* India’s environment ministry has notified the Compensatory Afforestation Fund (CAF) Rules 2018 to ensure proper utilisation of Rs 660 billion for plantation of trees across India.
* Environmentalists and civil society groups are against the rules as they point out that the rules ignore the rights of forest dwellers and tribals. They also said that the new CAF rules are against existing laws ensuring forest rights and self governance for communities living in Scheduled Areas.
* India’s former environment minister too has criticised the new rules stating that they are in violation of some assurances given in parliament in 2016 by the then environment minister Anil Madhav Dave.
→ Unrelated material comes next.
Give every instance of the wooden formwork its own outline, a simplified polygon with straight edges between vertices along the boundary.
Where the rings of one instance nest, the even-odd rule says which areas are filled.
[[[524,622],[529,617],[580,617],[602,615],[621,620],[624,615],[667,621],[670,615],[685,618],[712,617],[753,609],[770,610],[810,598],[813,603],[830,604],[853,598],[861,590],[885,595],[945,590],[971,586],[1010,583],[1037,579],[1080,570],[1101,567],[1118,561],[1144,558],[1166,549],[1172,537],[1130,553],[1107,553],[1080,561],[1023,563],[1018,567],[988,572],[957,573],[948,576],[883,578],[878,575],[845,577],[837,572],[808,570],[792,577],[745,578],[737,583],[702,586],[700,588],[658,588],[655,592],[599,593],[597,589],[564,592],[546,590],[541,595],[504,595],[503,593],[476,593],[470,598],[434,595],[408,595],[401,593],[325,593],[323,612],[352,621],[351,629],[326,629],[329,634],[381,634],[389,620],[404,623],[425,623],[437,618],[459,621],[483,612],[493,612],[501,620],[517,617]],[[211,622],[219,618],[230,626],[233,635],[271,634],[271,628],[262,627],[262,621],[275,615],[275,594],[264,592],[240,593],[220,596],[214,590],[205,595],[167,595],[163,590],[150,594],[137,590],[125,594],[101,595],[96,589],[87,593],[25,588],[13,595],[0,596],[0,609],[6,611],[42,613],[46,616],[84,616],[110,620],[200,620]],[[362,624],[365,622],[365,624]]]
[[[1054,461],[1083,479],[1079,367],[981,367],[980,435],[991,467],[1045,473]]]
In 2006, India passed a law, the Forest Rights Act (FRA) recognising “historical injustice” meted out to the country’s forest dwellers and recognised the primacy of a Gram Sabha (village council) while deciding the fate of the forests.
Cut to August 2018, the government of India has now notified the Compensatory Afforestation Fund (CAF) Rules, 2018 in which the Gram Sabha no longer plays a key role and control of over Rs. 660 billion, to be spent on afforestation, is given in the hands of the forest bureaucracy.
Under the provisions of the Forest (Conservation) Act 1980, the government collects money for diverting forest land for non-forest purposes such as industrial projects like mining or dams. The fund has accumulated to be over Rs. 660 billion (Rs. 66,000 crore) over the past four decades and has to be used for carrying out compensatory afforestation across the country.